Carlos Sanchez edited this page Aug 21, 2015 · 6 revisions

So here are some steps I took to install and configure openHAB on my Raspberry pi with a ninja crust (Steps could be applied just as easily to those with a Beagleboard too!)

Install some prereqs##

We need pip to install some python pre-reqs

sudo apt-get install python-pip
sudo pip install pyserial
sudo pip install paho-mqtt

We need Java (You can installed the old, v7 if you want - just replace 8 with 7)

sudo apt-get install oracle-java8-jdk

or in the BBB

sudo apt-get install openjdk-7-jre

We will also need a mqtt broker (and client)

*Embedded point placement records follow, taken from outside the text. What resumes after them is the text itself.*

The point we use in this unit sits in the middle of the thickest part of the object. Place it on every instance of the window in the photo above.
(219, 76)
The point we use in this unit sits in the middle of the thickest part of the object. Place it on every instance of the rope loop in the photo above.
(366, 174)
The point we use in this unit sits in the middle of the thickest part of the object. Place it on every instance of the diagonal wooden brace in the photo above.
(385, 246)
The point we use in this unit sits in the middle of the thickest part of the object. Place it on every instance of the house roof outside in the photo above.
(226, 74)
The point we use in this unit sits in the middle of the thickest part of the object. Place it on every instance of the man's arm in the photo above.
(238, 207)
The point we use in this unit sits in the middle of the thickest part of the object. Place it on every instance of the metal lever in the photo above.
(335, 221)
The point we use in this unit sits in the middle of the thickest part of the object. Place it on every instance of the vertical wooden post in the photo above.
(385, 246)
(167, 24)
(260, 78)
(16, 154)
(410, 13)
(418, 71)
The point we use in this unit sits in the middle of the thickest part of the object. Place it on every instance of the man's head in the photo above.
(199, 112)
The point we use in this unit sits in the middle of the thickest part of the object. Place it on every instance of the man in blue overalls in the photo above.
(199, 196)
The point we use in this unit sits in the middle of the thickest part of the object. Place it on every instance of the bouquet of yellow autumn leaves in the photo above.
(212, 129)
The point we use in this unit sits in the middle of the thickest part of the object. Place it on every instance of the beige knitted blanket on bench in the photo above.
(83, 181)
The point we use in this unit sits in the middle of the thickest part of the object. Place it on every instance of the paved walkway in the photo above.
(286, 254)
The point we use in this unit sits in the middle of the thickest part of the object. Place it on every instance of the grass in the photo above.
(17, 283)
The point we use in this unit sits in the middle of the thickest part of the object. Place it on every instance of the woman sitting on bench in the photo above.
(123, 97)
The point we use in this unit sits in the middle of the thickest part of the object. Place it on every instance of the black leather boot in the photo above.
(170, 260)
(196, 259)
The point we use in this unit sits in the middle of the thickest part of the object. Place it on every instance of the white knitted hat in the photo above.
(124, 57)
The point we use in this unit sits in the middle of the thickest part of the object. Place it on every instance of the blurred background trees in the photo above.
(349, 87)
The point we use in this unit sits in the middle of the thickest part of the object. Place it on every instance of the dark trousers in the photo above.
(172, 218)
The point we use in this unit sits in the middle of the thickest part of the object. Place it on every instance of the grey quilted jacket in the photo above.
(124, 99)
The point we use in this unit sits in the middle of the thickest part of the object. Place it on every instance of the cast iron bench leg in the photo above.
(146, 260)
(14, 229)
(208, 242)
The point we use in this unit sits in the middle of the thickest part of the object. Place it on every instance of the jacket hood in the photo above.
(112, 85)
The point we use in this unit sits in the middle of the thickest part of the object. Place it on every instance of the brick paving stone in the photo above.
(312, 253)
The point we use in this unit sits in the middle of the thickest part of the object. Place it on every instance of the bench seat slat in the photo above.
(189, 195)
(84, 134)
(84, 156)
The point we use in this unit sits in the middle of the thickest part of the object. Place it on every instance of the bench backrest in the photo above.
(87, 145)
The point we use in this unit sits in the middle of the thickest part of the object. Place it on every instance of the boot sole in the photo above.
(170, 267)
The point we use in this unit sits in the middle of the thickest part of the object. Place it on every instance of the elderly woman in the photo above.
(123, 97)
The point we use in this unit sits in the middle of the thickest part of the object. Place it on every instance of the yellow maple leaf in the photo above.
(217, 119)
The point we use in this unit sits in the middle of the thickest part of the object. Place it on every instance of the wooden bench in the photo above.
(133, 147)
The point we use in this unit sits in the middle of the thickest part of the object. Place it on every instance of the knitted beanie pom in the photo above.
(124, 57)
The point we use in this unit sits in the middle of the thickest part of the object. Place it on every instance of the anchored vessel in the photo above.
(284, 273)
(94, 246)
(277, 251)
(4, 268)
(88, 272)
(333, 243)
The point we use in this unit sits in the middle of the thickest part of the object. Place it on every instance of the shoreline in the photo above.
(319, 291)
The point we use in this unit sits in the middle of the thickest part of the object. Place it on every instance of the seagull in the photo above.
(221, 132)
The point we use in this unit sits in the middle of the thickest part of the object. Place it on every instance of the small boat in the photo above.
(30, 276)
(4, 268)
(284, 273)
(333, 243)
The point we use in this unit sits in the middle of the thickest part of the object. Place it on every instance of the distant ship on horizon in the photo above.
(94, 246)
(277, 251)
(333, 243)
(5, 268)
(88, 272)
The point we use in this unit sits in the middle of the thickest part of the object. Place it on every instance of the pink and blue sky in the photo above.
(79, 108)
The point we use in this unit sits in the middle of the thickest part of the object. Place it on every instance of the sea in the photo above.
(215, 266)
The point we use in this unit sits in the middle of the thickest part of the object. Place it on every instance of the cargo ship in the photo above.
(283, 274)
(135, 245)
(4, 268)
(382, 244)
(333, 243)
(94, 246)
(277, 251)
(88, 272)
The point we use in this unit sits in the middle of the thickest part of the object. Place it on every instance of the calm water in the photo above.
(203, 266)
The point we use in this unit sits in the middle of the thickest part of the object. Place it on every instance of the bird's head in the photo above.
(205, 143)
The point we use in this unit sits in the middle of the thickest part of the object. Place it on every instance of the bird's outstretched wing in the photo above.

sudo apt-get install mosquitto

or

wget http://repo.mosquitto.org/debian/mosquitto-repo.gpg.key
sudo apt-key add mosquitto-repo.gpg.key
cd /etc/apt/sources.list.d/
sudo wget http://repo.mosquitto.org/debian/mosquitto-wheezy.list

sudo apt-get install mosquitto
sudo apt-get install mosquitto-clients

Stop and disable ninja software##

service ninjablock stop OR service ninjablocks stop
echo manual | sudo tee /etc/init/wifisetup.override
echo manual | sudo tee /etc/init/ninjablock.override

Install openHAB##

The easy way

curl 'https://bintray.com/user/downloadSubjectPublicKey?username=openhab' | sudo apt-key add -
echo "deb http://dl.bintray.com/openhab/apt-repo stable main" | sudo tee /etc/apt/sources.list.d/openhab.list
sudo apt-get update
sudo apt-get install openhab-runtime openhab-addon-binding-mqtt openhab-addon-io-myopenhab

or

sudo mkdir /opt/openhab/
cd /opt/openhab/

I do this because its easiest - if your worried about security, you can tighten it up later

sudo chown -hR pi:pi /opt/openhab/

Download the required files (links are from openhab website, you can check yourself openhab.org/download)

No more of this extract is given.